Flow chart for the processing of the BAM files from CGHub for identifying SNPs at CpG positions. (A) An example manifest file used to target a specific cancer patient's tumor DNA sequence to be downloaded from CGHub is provided in the supporting online material (SOM), entitled “Samy et al. SOM Fig. 1A, Example Manifest file.” This file is provided as an Excel file, for ease of inspection; and is provided as an XML file for direct use. Note: the Excel version of the manifest file cannot be directly used for downloads. (B) Defined CpG Island regions for each gene are included in Table 1. (C) The code used to automate the downloading and recording of variants in the patient files from TCGA is in “Samy et al. SOM Fig. 1C, Protocol_v5.” (D) The preliminary Excel files with all variants obtained from the program were combined, labeled with the TCGA cancer abbreviation, and can be found in the “Samy et al.
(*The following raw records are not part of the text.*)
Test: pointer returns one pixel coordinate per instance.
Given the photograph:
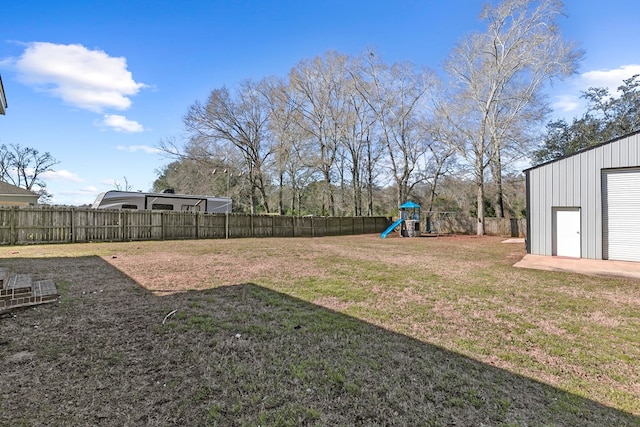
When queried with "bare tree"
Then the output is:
(24, 166)
(502, 71)
(396, 94)
(320, 86)
(240, 122)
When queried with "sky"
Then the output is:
(99, 83)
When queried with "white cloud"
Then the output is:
(134, 148)
(61, 175)
(610, 79)
(88, 79)
(121, 123)
(569, 105)
(566, 103)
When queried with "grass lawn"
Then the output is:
(328, 331)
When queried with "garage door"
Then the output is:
(621, 214)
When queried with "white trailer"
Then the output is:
(161, 201)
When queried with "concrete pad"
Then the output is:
(592, 267)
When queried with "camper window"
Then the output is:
(161, 207)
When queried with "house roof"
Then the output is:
(9, 189)
(3, 99)
(592, 147)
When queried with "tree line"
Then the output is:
(340, 133)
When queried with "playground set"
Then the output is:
(408, 222)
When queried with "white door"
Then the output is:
(567, 232)
(621, 214)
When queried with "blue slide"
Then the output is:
(391, 228)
SOM Fig. 1D, Preliminary Excel File.” Files are separated by CpG regions in the case of RB1, and the selected regions are in Table 1. (E) Adjacent nucleotides were added as a new column to the preliminary Excel files (present in SOM file labeled, “Samy et al. SOM Fig. 1D, Preliminary Excel File”) using the code (F) documented as “Samy et al. SOM Fig. 1F, GetContext.” (G) The PHP script used to determine how the variants in the DNA changed the CpG island structure is in “Samy et al. SOM Fig. 1G, cg.php.” (H) A brief summary of the algorithm guiding the script is in “Samy et al. SOM Fig. 1H, CG.PHP Explanation.” (I) The record of all rsNumbers (SNP designations) that can affect the specified CpG Islands from Table 1 are recorded in the Excel file “Samy et al. SOM Fig. 1I, RsNumbers and Cancer Counts.”